The MIT Computer Science and Artificial Intelligence Laboratory (CSAIL) have shown that even the most advanced artificial intelligence, such as Google’s image recognition AI, can be fooled by hackers. With their new method, the hack can also be performed 1,000x faster than compared to existing approaches.
Changing What The AI Sees
The students were able to change an image pixel by pixel into a completely different object while still maintaining the original classification of the object in the picture. For instance, the researchers could turn a picture of a dog into one showing two skiers on a mountain, while the AI algorithm would still believe the picture is one of a dog.
AI continues to recognize skiers as a dogThe team tested this on Google’s Cloud Vision API, but they said the hack could work against image recognition algorithms from Facebook or other companies.
The MIT researchers warned that this type of technology could be used to trick TSA’s own threat recognition algorithms into thinking that, for instance, a turtle is a gun, or vice-versa. Such hacks could also be employed by terrorists to disguise their bombs from TSA’s image recognition systems.
This type of hack could also work against self-driving cars. There is already a danger that self-driving cars could be fooled by physical attacks in which malicious people could change road signs or other road elements to fool autonomous cars and cause them to create accidents.
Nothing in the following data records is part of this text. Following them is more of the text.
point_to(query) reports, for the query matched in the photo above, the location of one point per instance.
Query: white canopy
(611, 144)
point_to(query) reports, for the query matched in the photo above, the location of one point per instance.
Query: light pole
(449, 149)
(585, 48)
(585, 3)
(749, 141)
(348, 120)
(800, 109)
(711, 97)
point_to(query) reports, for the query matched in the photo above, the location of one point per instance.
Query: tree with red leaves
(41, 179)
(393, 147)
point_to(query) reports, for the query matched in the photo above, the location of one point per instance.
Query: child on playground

This AI hack could take it one step further by fooling cars into “seeing” things that aren’t there at all.
Carmakers are in a hurry to prove that their cars can reach “Level 5” autonomy, but even if they can achieve that soon, and their cars can drive perfectly on any road, not many seem to be taking into account all the security issues that could appear. This new type of AI hack is just another way in which self-driving cars could be forced to cause accidents, beyond all the expected exploits of software and server-side vulnerabilities.
Hacking AI 1,000x Faster
The MIT CSAIL researchers were themselves surprised how much faster and more efficient their new method is compared to existing approaches of trying to hack machine learning systems. They discovered that their method is 1,000x faster than existing methods for so-called “black-box” AI systems, or systems where the researchers couldn’t see the internal structures of the AI.
What this means is that the researchers could hack the AI without knowing exactly how the AI “sees” an image. There have been other methods to fool AI systems into seeing something else by changing the image pixel by pixel. However, those methods are typically limited to low-resolution pictures, such as 50-by-50 pixel thumbnails. This method becomes impractical for higher resolution images.
The CSAIL team used an algorithm called “natural evolution strategy” (NES) that can look at similar adversarial images and make changes to the pixels of the image in the direction of similar objects.
In the dog-turned-into-skiers example, the algorithm implements two changes: it first tries to make the image look more like a dog, from the AI’s perspective, and then it changes the RGB values of the pixels to make the image look more like the two skiers.
AI Hacking - Just The Beginning?
MIT CSAIL’s research shows not only that hacking AI is possible but that it could be relatively easy to do, at least until the AI developers can significantly improve their algorithms. However, it’s already starting to look like this will be a game of cat and mouse, similar to the race between security professionals and hackers in the software industry.
If there is this much potential to hack AI systems, we’re likely going to see much more research in this area in the coming years, as well as potentially some real-world attacks against systems that are managed by artificial intelligence.